As it tends to happen for Isakov, some songs came easily while others took much longer to finish themselves.

“Chemicals,” for instance, came together on a drive home from Austin, Texas, while “Berth” and “Southern Star,” which was originally a poem, took months to figure out.

“If a song is making me travel inside and it makes me feel something, I know I’m onto something,” Isakov said. “For me, a lot of times I’ll end up realizing something’s done when it’s not getting better. I’m working on it and it’s like ‘This change isn’t actually helping that feeling get stronger. It doesn’t make me more or less in the song.’ ”

With a collection of completed tunes in hand, Isakov then set to work figuring out “what wants to live together on the record.”

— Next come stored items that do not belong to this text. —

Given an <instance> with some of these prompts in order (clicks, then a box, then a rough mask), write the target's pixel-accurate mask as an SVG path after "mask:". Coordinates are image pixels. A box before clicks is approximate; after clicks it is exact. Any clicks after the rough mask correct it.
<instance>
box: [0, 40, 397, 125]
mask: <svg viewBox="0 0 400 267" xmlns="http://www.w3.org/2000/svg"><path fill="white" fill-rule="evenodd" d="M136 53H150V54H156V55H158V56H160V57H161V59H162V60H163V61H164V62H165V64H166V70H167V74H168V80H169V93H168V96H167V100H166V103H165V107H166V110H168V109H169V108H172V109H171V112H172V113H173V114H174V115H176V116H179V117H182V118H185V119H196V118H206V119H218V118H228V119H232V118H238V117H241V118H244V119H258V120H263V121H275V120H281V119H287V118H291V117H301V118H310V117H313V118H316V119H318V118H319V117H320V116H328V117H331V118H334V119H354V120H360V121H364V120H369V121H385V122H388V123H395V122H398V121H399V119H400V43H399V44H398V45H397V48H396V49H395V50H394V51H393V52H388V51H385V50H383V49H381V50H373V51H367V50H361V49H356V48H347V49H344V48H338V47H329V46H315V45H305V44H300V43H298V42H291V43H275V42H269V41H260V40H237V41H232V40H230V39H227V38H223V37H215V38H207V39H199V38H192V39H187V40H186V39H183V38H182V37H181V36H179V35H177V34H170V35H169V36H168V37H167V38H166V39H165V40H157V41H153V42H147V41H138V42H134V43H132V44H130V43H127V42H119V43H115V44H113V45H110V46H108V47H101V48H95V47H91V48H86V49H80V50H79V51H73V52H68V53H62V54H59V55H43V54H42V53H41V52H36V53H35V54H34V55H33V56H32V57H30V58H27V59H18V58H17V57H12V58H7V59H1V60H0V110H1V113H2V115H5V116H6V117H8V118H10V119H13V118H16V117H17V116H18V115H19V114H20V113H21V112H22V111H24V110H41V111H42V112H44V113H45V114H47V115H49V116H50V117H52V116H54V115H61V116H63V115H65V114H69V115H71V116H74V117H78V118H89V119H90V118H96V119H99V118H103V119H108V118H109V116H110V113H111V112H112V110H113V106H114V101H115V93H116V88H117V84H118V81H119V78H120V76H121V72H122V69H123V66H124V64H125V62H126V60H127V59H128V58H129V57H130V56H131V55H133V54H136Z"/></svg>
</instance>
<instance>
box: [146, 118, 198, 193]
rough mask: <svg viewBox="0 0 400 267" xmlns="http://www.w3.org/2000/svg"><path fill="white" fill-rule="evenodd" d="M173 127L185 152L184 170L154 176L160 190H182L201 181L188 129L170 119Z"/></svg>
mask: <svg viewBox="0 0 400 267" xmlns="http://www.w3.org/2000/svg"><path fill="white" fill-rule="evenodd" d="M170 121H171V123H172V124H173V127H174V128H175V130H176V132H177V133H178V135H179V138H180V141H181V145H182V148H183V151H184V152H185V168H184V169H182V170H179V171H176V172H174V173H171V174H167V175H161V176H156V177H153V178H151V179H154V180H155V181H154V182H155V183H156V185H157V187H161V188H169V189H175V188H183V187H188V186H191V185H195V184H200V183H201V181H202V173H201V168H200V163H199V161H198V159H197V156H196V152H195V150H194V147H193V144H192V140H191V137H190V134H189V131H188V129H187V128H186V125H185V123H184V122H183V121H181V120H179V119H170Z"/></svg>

Isakov said it’s important to him to make records that feel useful, noting that he’s heard multiple times that people play his records during nap time at preschools or at yoga studios.

“We’re huge in the nap time circle,” he said. “That’s a huge demographic for us.”

Granted, Isakov’s hushed, moody, sunset-recalling indie-folk fits right in in those comforting spaces, but he wanted “Evening Machines” to be a little louder to better reflect his live shows so he incorporated more of his band’s sound while also maintaining “a certain sense of space.”

Isakov produced “Evening Machines” himself, then asked Andrew Berlin (Descendents, Rise Against) and Tucker Martine (Neko Case, The Decemberists) to mix the record, spending a month in Martine’s Portland studio.

“Tucker has such a great aesthetic, and he has so much vintage gear and analog gear,” Isakov said. “We recorded most of our record to tape so mixing it there really felt like it married well.”

Looking at the record as a whole, Isakov can see his own journey in the album, but he’s not so interested in that. More than anything, he hopes listeners can find a journey or use of their own in “Evening Machines,” even though their use might be wildly different than his.

“I’m least interested in my story around the record because I feel like I want it to feel useful to people,” he said. “I think a good song, a classic song, that’s the goal, someone else is going to make it theirs.”